Roberta has a long conversation with Inés. ‘What are you going to do about your son’s schooling?’ she asks. ‘I can see he is a bright lad. It would be a pity if he ended up like Bengi, who has never been to a proper school. Not that there is anything wrong with Bengi.
He is a nice boy, but he has no future. He will just be a farm labourer like his parents, and what kind of life is that, in the long term?’
‘David went to a school in Novilla,’ says Inés. ‘It wasn’t a success. He didn’t have good teachers. He is a naturally clever child. He found the pace in the classroom too slow. We had to remove him and educate him at home. I am afraid that if we put him in a school here he will have the same experience.’
Inés’s account of their dealings with the school system of Novilla is less than wholly truthful. He and Inés had agreed to keep quiet about their entanglements with the authorities in Novilla; but evidently Inés feels free to confide in the older woman, and he does not intervene.

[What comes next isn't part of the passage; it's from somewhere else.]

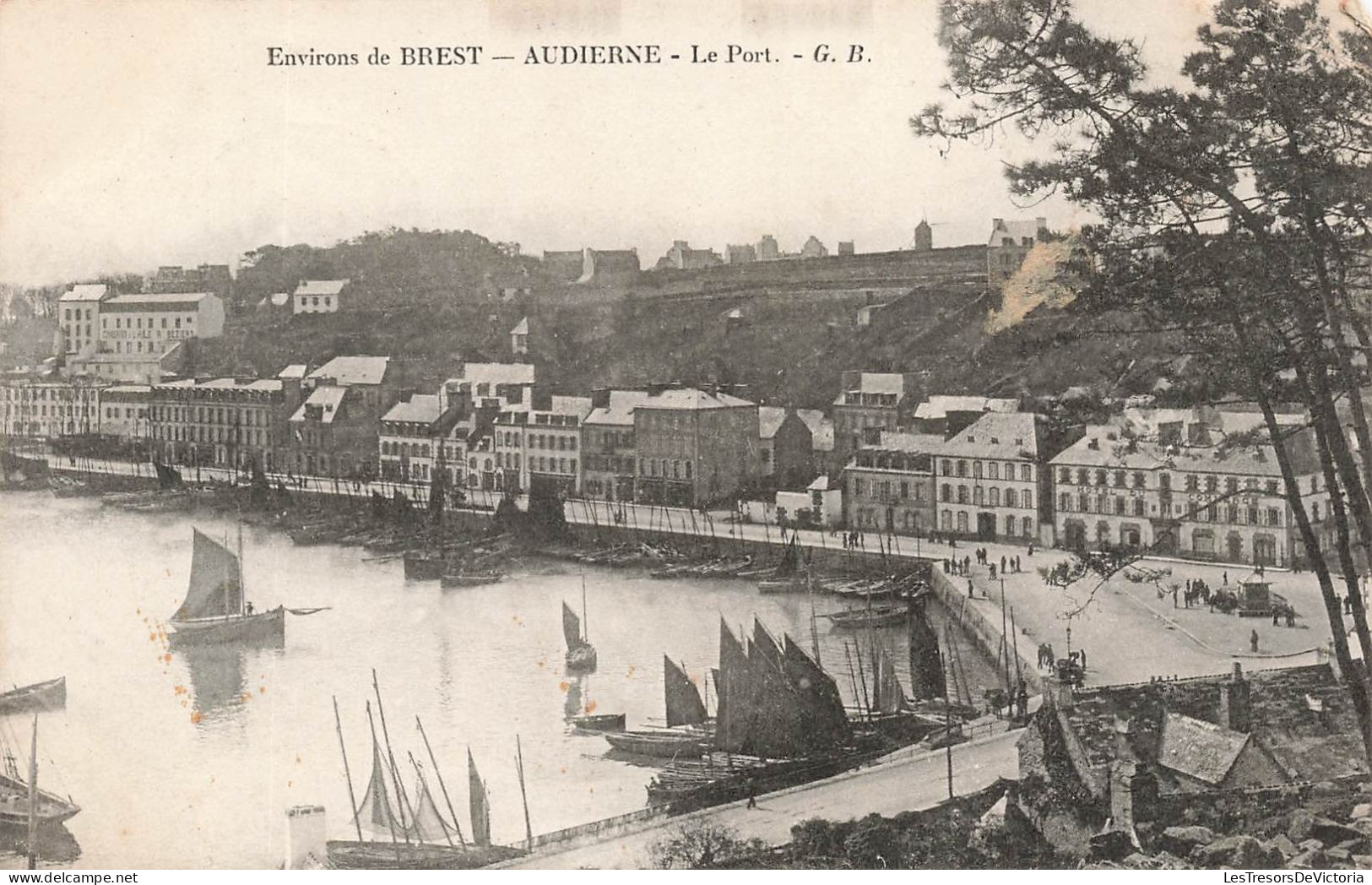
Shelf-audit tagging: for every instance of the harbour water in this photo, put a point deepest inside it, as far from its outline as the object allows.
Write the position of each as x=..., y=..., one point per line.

‘Does he want to go to school?’ asks Roberta.
‘No, he doesn’t, not after his experiences in Novilla. He is perfectly happy here on the farm. He likes the freedom.’
‘It’s a wonderful life for a child, but the harvest is coming to an end, you know. And running around on a farm like a wild thing is no preparation for the future. Have you thought of a private teacher? Or of an academy? An academy won’t be like a normal school. Maybe an academy would suit a child like him.’
Inés is silent. He, Simón, speaks for the first time. ‘We can’t afford a private tutor. As for academies, there were no academies in Novilla. At least no one spoke of them. What exactly is an academy? Because if it is just a fancy name for a school for troublesome children, children with ideas of their own, then we wouldn’t be interested—would we, Inés?’
Inés shakes her head.
‘There are two academies in Estrella,’ says Roberta. ‘They are not for troublesome children at all. One is the singing academy and the other is the dance academy. There is also the Atom School; but that is for older children.’
‘David likes to sing. He has a good voice. But what happens in these academies besides singing and dancing? Do they hold proper classes? And do they accept such young children?’